More Penn repairs coming this summer: Amtrak

At the end of the first week of Amtrak’s latest infrastructure renewal project at Penn Station, the agency said it had plans for another round of work this summer, although these renovations won’t impact LIRR commuters nearly as much as last year’s “summer of hell” repairs.

Amtrak engineer Gery Williams provided the information during an update Friday on the agency’s latest round of Penn repairs, which are set to last until May 28.

Amtrak has a general sense of what work it plans to take on after this work ends, Williams said, including repairs this summer. The first phase of the ongoing repairs at Penn forced the Long Island Rail Road to reduce rush hour service at the station by about 20 percent.

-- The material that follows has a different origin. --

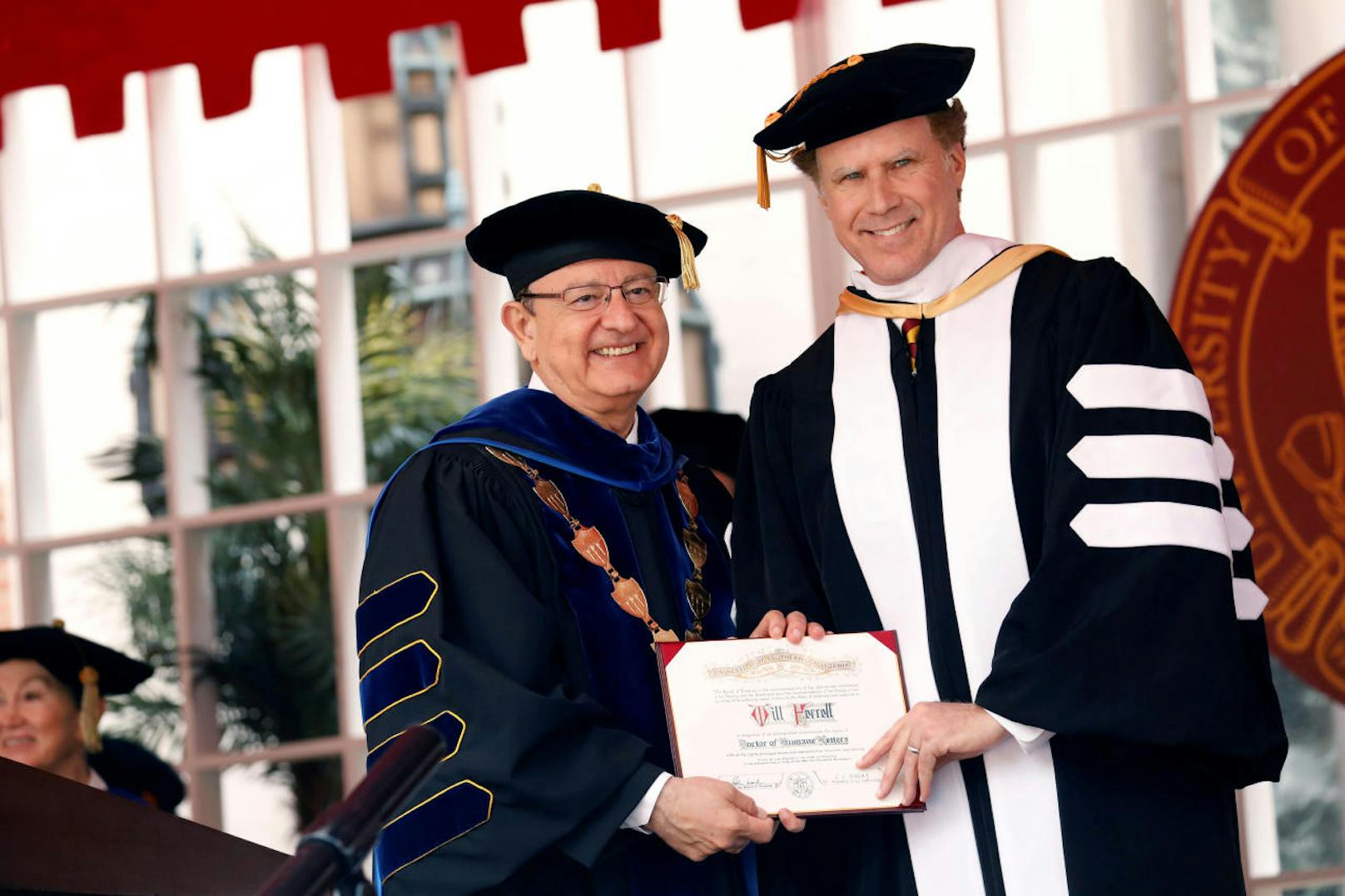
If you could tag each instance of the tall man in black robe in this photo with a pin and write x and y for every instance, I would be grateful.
(519, 569)
(1002, 455)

“We don’t have anything to the extent of last summer planned. Most of it will be on weekends,” Williams said. Some continuous track outages could happen during the weekdays, he said. “Those will be coordinated very well with our partners and released to the general commuting public well ahead of time.”

Detailing the progress in Amtrak’s current project, Williams said workers had focused on rebuilding Track 15 at Penn Station, having already removed track components, including the third rail, and begun demolition of 350 tons of concrete to be removed and replaced. He said he expected workers to begin pouring new concrete by the end of next week.

The reconstructed Track 15 should be done by the end of February, after which workers will perform similar work on Track 18.

The first week of the five-month project came as the LIRR was plagued with unplanned service disruptions, which Williams said were unrelated to Amtrak’s work. In the latest glitches, New York City-wide “power dips” and a separate transmission line issue resulted in Penn temporarily losing its signal system on three separate occasions Friday, an Amtrak spokesman confirmed, resulting in delays and cancellations for the LIRR.

Williams also acknowledged that an Amtrak engineering employee was injured while working at Penn on Thursday and is hospitalized, but he said the incident was not associated with the ongoing infrastructure renewal work.